O financiamento será assegurado por fontes como o Orçamento de Estado ou o Plano de Recuperação e Resiliência (PRR). O Governo prevê o investimento de 250 milhões de euros anuais, sendo que excepcionalmente entre 2026 e 2030 o esforço seja de 400 milhões por ano.
No debate parlamentar prévio desta quinta-feira, o secretário de Estado das Florestas, Rui Ladeira, alertou para os riscos crescentes que as florestas portuguesas enfrentam, como os incêndios rurais, a proliferação de espécies invasoras e as alterações climáticas.

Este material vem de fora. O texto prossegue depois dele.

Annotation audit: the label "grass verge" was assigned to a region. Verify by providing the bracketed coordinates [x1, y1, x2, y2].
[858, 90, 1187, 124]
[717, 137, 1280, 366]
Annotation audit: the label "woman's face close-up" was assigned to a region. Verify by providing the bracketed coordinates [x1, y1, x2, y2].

No mesmo plenário, o PAN e o Livre criticaram o facto de o plano não considerar soluções para os hectares de eucalipto abandonados. Inês de Sousa Real propôs “um Plano Nacional de Deseucaliptização com incentivos reais, justos, para os proprietários substituírem os eucaliptos por espécies autóctones e, com isso, recuperar mais de 100 mil hectares em áreas classificadas para uma gestão florestal sustentável”, como cita a agência Lusa.
Atualmente, a floresta ocupa um terço do território nacional e representa 1,4% do PIB e 1,5% do emprego no país. A proposta do Executivo consagra 19 medidas, 150 ações, e contou com a contribuição de mais de 400 intervenientes do setor.